Hoste A M, Boels P J, Andries L J, Brutsaert D L, De Laey J J
Department of Ophthalmology, University of Ghent, Belgium.
Invest Ophthalmol Vis Sci. 1990 Jul;31(7):1231-7.
Contractile responses of bovine retinal microarteries (BRA) (diameter: 198 +/- 5 microns, n = 49) to beta-antagonists, local anesthetics and Ca2(+)-antagonists were studied in vitro. Propranolol (10(-8)-10(-5) M) relaxed K(+)-activated BRA dose-dependently, whereas timolol (10(-8)-10(-5) M) relaxed K(+)-activated BRA only weakly at the highest doses. The relaxation by propranolol was not mediated through interaction with adrenergic nerve endings, since fluorescence histochemistry showed absence of such nerve endings in BRA. In addition, propranolol still relaxed BRA which were treated with 6-hydroxydopamine (6-OHDA), which causes chemical adrenergic denervation. Local anesthetic properties of propranolol had no part in the relaxation: lidocaine (10(-7)-10(-5) M) did not relax K(+)-activated BRA. Verapamil (10(-9)-10(-6) M) relaxed K(+)-activated BRA markedly and dose-dependently. Both verapamil and propranolol relaxed phasic K(+)-induced force more than tonic force. By contrast, they relaxed only the tonic part of serotonin-induced force, and they had no effect on stretch-induced active force. Therefore: 1) propranolol dilates BRA more than does timolol, possibly because of the Ca2(+)-antagonistic properties of the former; 2) beta- and Ca2(+)-antagonists probably spare myogenic autoregulation of blood flow and do not prevent, but could partially reverse, serotonin-induced arterial spasm.

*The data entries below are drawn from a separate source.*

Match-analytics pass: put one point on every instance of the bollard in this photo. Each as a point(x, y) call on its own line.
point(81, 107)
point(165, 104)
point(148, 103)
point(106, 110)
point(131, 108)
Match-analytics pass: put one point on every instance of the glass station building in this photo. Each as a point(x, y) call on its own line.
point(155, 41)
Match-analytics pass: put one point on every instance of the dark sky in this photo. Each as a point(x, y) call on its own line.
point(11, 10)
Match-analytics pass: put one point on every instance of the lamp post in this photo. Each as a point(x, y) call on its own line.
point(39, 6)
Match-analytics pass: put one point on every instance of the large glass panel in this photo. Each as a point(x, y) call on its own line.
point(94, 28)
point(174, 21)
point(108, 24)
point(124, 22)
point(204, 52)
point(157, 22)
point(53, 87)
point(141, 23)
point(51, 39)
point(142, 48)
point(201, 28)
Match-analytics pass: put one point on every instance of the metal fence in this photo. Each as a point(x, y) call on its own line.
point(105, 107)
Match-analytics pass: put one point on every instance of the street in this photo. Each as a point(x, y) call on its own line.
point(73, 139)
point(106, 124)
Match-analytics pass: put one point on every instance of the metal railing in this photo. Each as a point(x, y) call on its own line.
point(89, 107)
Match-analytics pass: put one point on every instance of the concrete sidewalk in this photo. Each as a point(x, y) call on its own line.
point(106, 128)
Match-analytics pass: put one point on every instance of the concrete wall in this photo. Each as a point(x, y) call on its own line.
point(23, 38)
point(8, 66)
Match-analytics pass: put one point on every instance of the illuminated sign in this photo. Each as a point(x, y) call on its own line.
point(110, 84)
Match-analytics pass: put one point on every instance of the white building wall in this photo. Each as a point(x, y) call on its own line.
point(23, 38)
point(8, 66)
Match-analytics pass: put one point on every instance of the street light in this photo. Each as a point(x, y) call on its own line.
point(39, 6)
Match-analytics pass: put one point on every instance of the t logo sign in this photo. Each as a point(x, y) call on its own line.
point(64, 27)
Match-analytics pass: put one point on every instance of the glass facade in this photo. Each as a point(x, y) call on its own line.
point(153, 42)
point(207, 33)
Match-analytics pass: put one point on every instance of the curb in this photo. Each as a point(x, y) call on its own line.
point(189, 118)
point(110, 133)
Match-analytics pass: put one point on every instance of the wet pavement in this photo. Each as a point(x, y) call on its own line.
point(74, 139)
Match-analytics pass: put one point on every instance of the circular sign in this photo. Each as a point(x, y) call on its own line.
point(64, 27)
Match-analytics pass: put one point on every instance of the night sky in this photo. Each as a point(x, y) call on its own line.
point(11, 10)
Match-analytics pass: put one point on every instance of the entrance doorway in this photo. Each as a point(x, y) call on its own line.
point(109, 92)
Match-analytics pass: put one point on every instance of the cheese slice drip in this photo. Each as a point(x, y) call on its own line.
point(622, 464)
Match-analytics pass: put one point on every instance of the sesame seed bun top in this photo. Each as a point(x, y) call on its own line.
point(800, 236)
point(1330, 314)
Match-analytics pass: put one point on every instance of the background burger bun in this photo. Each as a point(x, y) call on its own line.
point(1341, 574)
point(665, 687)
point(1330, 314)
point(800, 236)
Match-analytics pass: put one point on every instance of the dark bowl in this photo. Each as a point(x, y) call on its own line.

在体外研究了牛视网膜微动脉(BRA)(直径:198±5微米,n = 49)对β拮抗剂、局部麻醉药和Ca2 +拮抗剂的收缩反应。普萘洛尔(10(-8)-10(-5)M)剂量依赖性地松弛K(+)激活的BRA,而噻吗洛尔(10(-8)-10(-5)M)仅在最高剂量时对K(+)激活的BRA有微弱的松弛作用。普萘洛尔的松弛作用不是通过与肾上腺素能神经末梢相互作用介导的,因为荧光组织化学显示BRA中不存在此类神经末梢。此外,普萘洛尔仍能松弛用6-羟基多巴胺(6-OHDA)处理过的BRA,6-OHDA会导致化学性肾上腺素能去神经支配。普萘洛尔的局部麻醉特性与松弛作用无关:利多卡因(10(-7)-10(-5)M)不能松弛K(+)激活的BRA。维拉帕米(10(-9)-10(-6)M)显著且剂量依赖性地松弛K(+)激活的BRA。维拉帕米和普萘洛尔对相性K(+)诱导的力的松弛作用大于对张力的松弛作用。相比之下,它们仅松弛5-羟色胺诱导的力的张力部分,对拉伸诱导的主动力没有影响。因此:1)普萘洛尔比噻吗洛尔更能扩张BRA,可能是因为前者具有Ca2 +拮抗特性;2)β和Ca2 +拮抗剂可能保留了血流的肌源性自动调节,不能预防但可能部分逆转5-羟色胺诱导的动脉痉挛。